Parenthood Rights and Obligations
It didn't occur to me that adopting parents might literally treat an adopted child as if it were a consumer durable that they could trade in when a newer model came along. But that is exactly what seems to have happened with adopting parents in Ancaster, Ontario.
The adopting parents are now divorced, and neither lives in Canada any longer. The adoptee is nevertheless suing the parents, along with the Ontario and Canadian gubmnts, because when she was returned to Romania, her birth certificate had been changed to indicate she was Canadian, and so she was denied public education in Romania, and her widowed mother of seven could not afford to send her to private school."They stole my childhood," said Alexandra Austin, who is now a single mother living in Bucharest. "They stole my future. They stole my life."

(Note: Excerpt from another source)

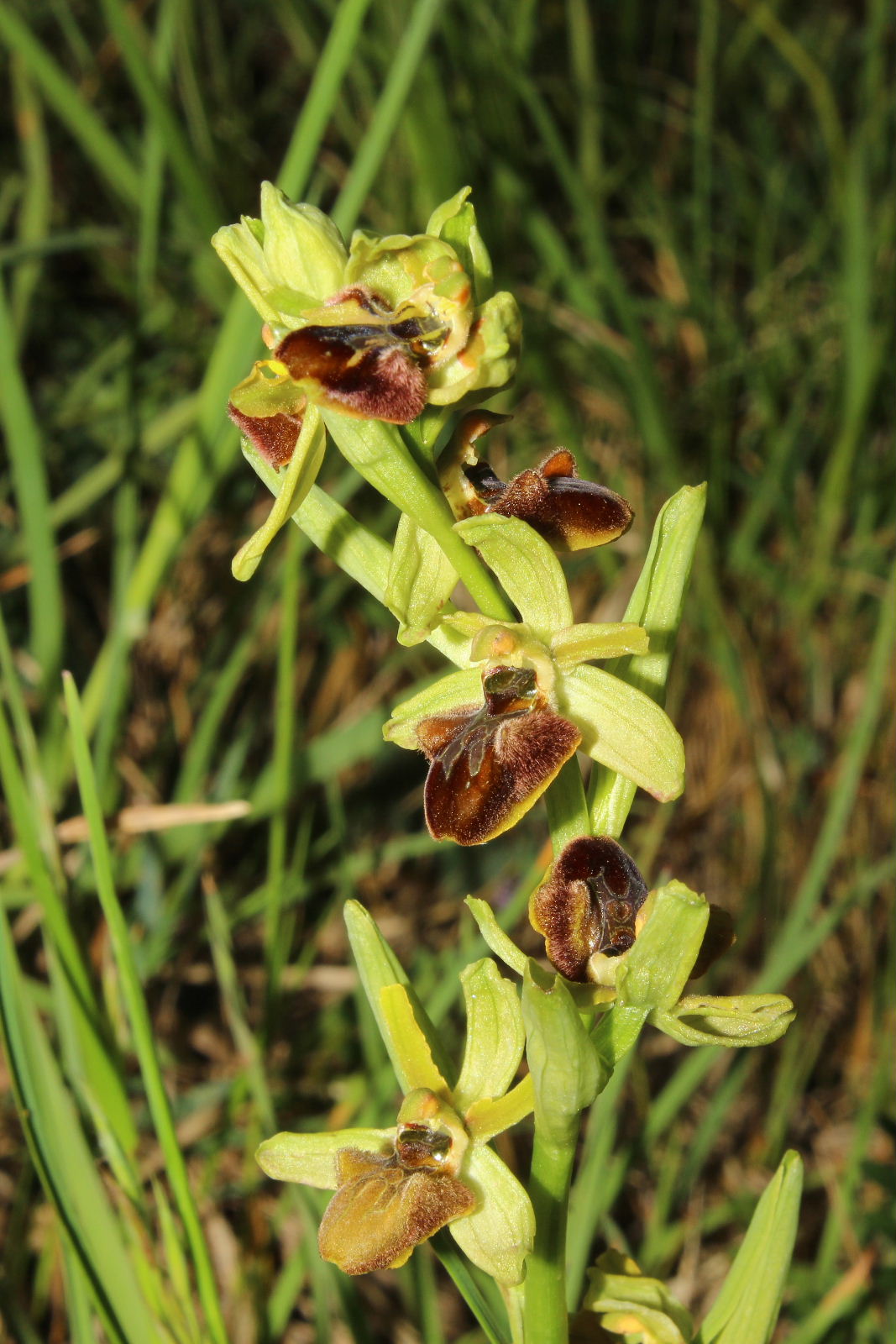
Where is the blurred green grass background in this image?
[0,0,896,1344]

Austin was nine years old when heart surgeon Joseph Austin and his wife Silvana Marisa Di Giacomo convinced her mother to let them adopt the girl and take her to Canada, her lawsuit claims.The couple, who at the time lived in Ancaster, Ont., already had four sons but wanted a daughter. All the paperwork was done and the Austins were legally her parents when they decided to send her back to Romania five months later, the suit says.
That was two days after they adopted a baby girl, Austin said at a news conference in Toronto Tuesday.
Children are not pets you send off to the humane society when you no longer want them. Children are not soft forms of recreational vehicles, even though the model of consumer durables can be used to explain birth rates in many cases.
Parenthood rights to children entail some serious obligations as well. If the adopting parents wanted to send the adoptee back to her birth mother, they surely had an obligation to make major support payments, and I'm not all that keen on even providing for that eventuality.
I hope the statute of limitations does not apply.